The revived plant at full blossom stage.

Probert hopes that the techniques developed in the resurrection of Silene stenophylla may one day be used to resurrect extinct species.

Paleontologist Grant Zazula, who has previously disproven claims of ancient regeneration, said: “This discovery raises the bar incredibly in terms of our understanding in terms of the viability of ancient life in the permafrost.

New DNA analysis reveals ancient Scythian warrior was a 13-year-old girl

New DNA analysis reveals ancient Scythian warrior was a 13-year-old girl

Throughout Greek mythology there existed a tribe called Amazone, comprising only of women, and a hunting tribe that tamed horses and fought.

While it is said that Amazon exaggerated the tribal tribes that lived on the Black Sea coast, the Scythians of the nomadic horse races that appeared in the record from around the 9th century BC were actually girls of age 13 years old. DNA tests revealed that there was a ‘female warrior’.

The myth of ‘ female warriors ‘ has been considered a purely imaginary product for many years but in the last years, archeological evidence has been found of the existence of female warriors.

Remains of the young ancient Scythian warrior.

By the end of 2019, it was revealed that the two Scythian warriors found in western Russia, buried about 2500 years ago, are women.

The two female warriors were buried together with the other women, and the burial items included an iron knife, over 30 arrowheads, and a harness for horse riding.

It is said that one of them was wearing a headdress with a flower-shaped decoration at the age of 40 to 50 years old, and the other was buried at the age of about 30 to 35 years old, straddling a horse.

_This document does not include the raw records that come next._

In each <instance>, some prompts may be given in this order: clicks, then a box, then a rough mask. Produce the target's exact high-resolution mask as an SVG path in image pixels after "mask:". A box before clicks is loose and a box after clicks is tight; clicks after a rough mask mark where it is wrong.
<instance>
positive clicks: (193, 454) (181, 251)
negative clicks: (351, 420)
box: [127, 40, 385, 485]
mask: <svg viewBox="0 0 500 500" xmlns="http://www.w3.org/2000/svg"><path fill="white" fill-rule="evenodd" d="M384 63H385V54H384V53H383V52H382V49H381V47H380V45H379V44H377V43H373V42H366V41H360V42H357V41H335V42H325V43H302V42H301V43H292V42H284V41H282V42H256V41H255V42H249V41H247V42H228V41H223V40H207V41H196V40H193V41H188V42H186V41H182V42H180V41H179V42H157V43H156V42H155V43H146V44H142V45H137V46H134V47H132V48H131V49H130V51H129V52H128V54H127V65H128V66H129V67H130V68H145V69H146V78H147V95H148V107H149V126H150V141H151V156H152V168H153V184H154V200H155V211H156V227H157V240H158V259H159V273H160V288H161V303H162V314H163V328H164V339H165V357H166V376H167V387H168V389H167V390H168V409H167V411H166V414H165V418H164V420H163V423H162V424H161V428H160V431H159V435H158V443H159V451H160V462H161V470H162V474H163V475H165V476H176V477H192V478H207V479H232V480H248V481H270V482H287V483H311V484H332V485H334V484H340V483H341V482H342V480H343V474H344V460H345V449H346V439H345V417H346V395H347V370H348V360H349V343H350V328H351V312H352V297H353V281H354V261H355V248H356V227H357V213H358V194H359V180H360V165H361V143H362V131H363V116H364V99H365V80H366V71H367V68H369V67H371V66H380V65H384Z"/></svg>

‘We can say that these two were indeed horsemen,’ said Valerii Guliaev, an archaeologist at the Institute of Archeology of the Russian Academy of Sciences.

Guliaev’s research team seems to have discovered 11 women who were buried under the armed condition in the past 10 years, and female warriors were undergoing the same burial ceremony as male warriors.

The Scythian remains with the headdress

In the wake of Guliaev’s findings, another research team focused on the Scythian warriors found in the Tuva Republic in 1988.

Varvara Busova, an archaeologist at the Russian Academy of Sciences, discovered that the warrior was a young man because he had found burial items such as axes and bows that would normally be housed with men and no burial items associated with women such as beads and mirrors. It was thought to have been.

The warrior was housed in a larch casket with various weapons and was partially mummified.

When the research team examined the DNA of the body, it was found that the body was female and that the age was not even 14 years old. Girl warrior is wearing, such as fur coats, coat dipodidae seems to have been made by Awa connect the skin.

Radiocarbon dating of burial items suggests that the girl was buried between the 7th and 5th centuries BC, but Busova’s research team wants to more accurately identify when the girl was buried. thinking about.

In addition, it may be possible to find out the cause of the girl’s death by performing restoration work of the burial goods and CT scan of the body.

Historian Adrian Mayer pointed out that the Scythians had female warriors because they were small as a social group. ‘Since they lived in a small tribe, it makes sense that everyone in the tribe is a stakeholder. They all had to contribute to defense, war, and hunting.’ Says Mayer.